Binlerce nazi bilim adamını soykırım yapmalarına rağmen, değişik isim ve kimlikler doğrultusunda kendi lehine çalıştıran Amerikan istihbarat birimi cia, apollo 13 seferi için tüm alt yapı çalışması ve koordinatörlüğü de yine bu bilim adamlarına yaptırarak uzay programında çığır açmayı bilmiştir.
insan hakları mahkemesinde yargılanması gereken çoğunluğu subay olan bu bilim ekibinin, Nazi almanyası için düşündükleri bir çok projeyi abd için gerçekleştirmesi ise, abd nin insan hakları diyerek başladığı her savaşın aslında birer menfaat savaşı olduğunu anlamamız için ne ilk ne de son örnek olacaktır.
yanlış ama kısmen haklı tespittir. amerika füze teknolojisini bile almanyadan almıştır. fakat tek başına bunlarla süper güç olunmaz. güçlü bir ekonomiye de ihtiyacınız var, asıl güç burada. bunu da sömürdiği irili ufaklı devletlere hatta bize borçludur.
Nazi Almanya sının yıkılış sürecine girdiği ve Berlin e kadar kapana kısıldığı son dakikaya kadar binlerce cia ajanının gerekirse büyük paralar ödeyerek tüm ss tesislerinde fink attığı bilinen gerçeklerdir. ilgi alanlarına gelecek olursak; Nükleer teknoloji, tıp, füze ve rampa sistemleri, ön uzay çalışmaları vs. her konuda büyük bilgi sızması yaşanmıştır.
Yanı sıra, nazi Almanya sının ingiltere yi vurmak için kullandığı teknolojik olarak 10 yıllarca ilerde olan füze sistemleri ve özellikle alman teknolojisinin golyatı niteliğinde olan bismarck zırhlısının tüm plan ve projelerinin Amerikalı ajanlar için hayati önem taşıdığı bilinmektedir.
Netice itibariyle nazi generallerinin kendine güvensizliği dolayısıyla kaybedilen savaşın tüm avantajını kendi lehine çeviren Amerika tek bir kurşun bile atmadan büyük bir servete konmuştur.
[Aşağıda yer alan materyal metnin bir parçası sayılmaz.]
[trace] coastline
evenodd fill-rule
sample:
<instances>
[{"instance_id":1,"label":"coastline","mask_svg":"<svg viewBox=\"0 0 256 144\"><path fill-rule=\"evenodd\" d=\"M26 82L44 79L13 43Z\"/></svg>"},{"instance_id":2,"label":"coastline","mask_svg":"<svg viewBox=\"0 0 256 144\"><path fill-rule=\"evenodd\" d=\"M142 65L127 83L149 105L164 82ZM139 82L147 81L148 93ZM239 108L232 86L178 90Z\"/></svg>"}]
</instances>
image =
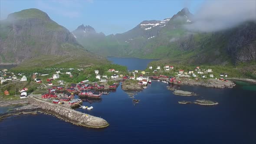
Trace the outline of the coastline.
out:
<instances>
[{"instance_id":1,"label":"coastline","mask_svg":"<svg viewBox=\"0 0 256 144\"><path fill-rule=\"evenodd\" d=\"M206 87L215 88L232 88L236 84L233 82L228 81L224 82L214 79L196 80L194 79L181 79L180 83L173 83L177 85L189 85L192 86L201 86Z\"/></svg>"},{"instance_id":2,"label":"coastline","mask_svg":"<svg viewBox=\"0 0 256 144\"><path fill-rule=\"evenodd\" d=\"M226 78L226 79L234 80L241 81L244 81L244 82L249 82L249 83L251 83L253 84L256 84L256 79L247 79L247 78Z\"/></svg>"},{"instance_id":3,"label":"coastline","mask_svg":"<svg viewBox=\"0 0 256 144\"><path fill-rule=\"evenodd\" d=\"M51 114L72 124L90 128L105 128L109 124L105 120L51 103L35 98L29 98L29 105L0 115L0 120L12 115L35 112Z\"/></svg>"}]
</instances>

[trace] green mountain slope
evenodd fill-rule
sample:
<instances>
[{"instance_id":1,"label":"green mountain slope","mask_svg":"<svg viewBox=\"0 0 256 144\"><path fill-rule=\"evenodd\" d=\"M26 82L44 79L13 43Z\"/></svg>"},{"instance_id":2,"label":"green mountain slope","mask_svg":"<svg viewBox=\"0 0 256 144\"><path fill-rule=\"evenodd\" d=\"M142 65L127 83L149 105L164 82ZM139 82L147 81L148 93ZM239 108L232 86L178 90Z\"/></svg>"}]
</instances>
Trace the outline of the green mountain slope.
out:
<instances>
[{"instance_id":1,"label":"green mountain slope","mask_svg":"<svg viewBox=\"0 0 256 144\"><path fill-rule=\"evenodd\" d=\"M100 39L78 36L104 56L168 59L177 62L224 64L256 59L256 24L246 22L222 31L190 31L194 16L184 8L171 18L144 21L125 33ZM83 46L85 45L81 43Z\"/></svg>"},{"instance_id":2,"label":"green mountain slope","mask_svg":"<svg viewBox=\"0 0 256 144\"><path fill-rule=\"evenodd\" d=\"M107 62L86 50L67 29L39 10L14 13L0 23L1 64L25 62L25 65L33 67L59 64L60 62L75 62L74 65ZM49 59L51 62L46 62ZM34 65L35 59L40 60L41 64Z\"/></svg>"}]
</instances>

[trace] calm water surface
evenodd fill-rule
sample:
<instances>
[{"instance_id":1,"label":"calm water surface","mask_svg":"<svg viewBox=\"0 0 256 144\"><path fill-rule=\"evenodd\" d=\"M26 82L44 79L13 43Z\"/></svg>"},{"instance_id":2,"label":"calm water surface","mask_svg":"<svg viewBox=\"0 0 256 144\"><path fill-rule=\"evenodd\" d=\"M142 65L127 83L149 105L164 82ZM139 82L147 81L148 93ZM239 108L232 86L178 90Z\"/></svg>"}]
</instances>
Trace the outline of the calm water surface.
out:
<instances>
[{"instance_id":1,"label":"calm water surface","mask_svg":"<svg viewBox=\"0 0 256 144\"><path fill-rule=\"evenodd\" d=\"M126 66L128 70L144 70L146 69L149 62L157 60L154 59L120 58L114 57L108 57L108 59L114 64Z\"/></svg>"},{"instance_id":2,"label":"calm water surface","mask_svg":"<svg viewBox=\"0 0 256 144\"><path fill-rule=\"evenodd\" d=\"M118 87L101 101L85 101L110 124L99 129L72 125L52 116L21 115L0 122L2 144L255 144L255 85L238 83L233 88L176 86L199 95L174 95L167 84L152 82L132 98ZM205 99L219 105L181 105L178 101ZM15 137L15 138L14 138Z\"/></svg>"}]
</instances>

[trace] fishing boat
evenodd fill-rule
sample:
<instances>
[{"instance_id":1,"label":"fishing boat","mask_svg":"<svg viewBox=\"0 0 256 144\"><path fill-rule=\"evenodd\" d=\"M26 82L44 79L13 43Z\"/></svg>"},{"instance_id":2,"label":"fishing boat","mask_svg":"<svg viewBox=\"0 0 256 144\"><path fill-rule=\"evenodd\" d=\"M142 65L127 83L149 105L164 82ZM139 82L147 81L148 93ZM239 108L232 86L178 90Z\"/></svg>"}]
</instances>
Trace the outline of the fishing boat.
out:
<instances>
[{"instance_id":1,"label":"fishing boat","mask_svg":"<svg viewBox=\"0 0 256 144\"><path fill-rule=\"evenodd\" d=\"M150 79L150 80L148 81L148 83L150 83L150 84L151 84L151 79Z\"/></svg>"},{"instance_id":2,"label":"fishing boat","mask_svg":"<svg viewBox=\"0 0 256 144\"><path fill-rule=\"evenodd\" d=\"M84 108L84 109L86 109L87 108L88 108L88 106L83 106L82 108Z\"/></svg>"},{"instance_id":3,"label":"fishing boat","mask_svg":"<svg viewBox=\"0 0 256 144\"><path fill-rule=\"evenodd\" d=\"M102 94L103 95L109 95L110 93L110 92L102 92Z\"/></svg>"},{"instance_id":4,"label":"fishing boat","mask_svg":"<svg viewBox=\"0 0 256 144\"><path fill-rule=\"evenodd\" d=\"M93 108L93 107L92 106L91 106L91 107L87 108L87 109L90 110L90 109L92 109L92 108Z\"/></svg>"}]
</instances>

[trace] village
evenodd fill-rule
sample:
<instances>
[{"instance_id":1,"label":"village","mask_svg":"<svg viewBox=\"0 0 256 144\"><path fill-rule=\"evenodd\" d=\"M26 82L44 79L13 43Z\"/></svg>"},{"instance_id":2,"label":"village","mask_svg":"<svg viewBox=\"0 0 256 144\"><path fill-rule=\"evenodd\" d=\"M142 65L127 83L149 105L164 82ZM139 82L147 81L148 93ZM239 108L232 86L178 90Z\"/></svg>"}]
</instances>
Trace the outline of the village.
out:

Peki Rusya kazandığı savaş sonrası bu nimetten ne kadar yararlanabilmiştir? Kanımca çok az. Zira, savaşın aşırı derecede yıprattığı bir ülkenin bu denli çakallık peşinde koşabilmesi kuvvetle muhtemel oldukça zor olacaktır.
amerika, gücünü sadece ve sadece çalışmaya borçludur.
geri kalmış ülkeler ise rızıklarını, birilerinin önlerine koymasını bekleyip dururlar.
bizler, kolaycılığa, hazırcılığa ve hurafeciliğe mahkum olduğumuz için amerika'ya imrenip, ömrümüzü tüketiriz.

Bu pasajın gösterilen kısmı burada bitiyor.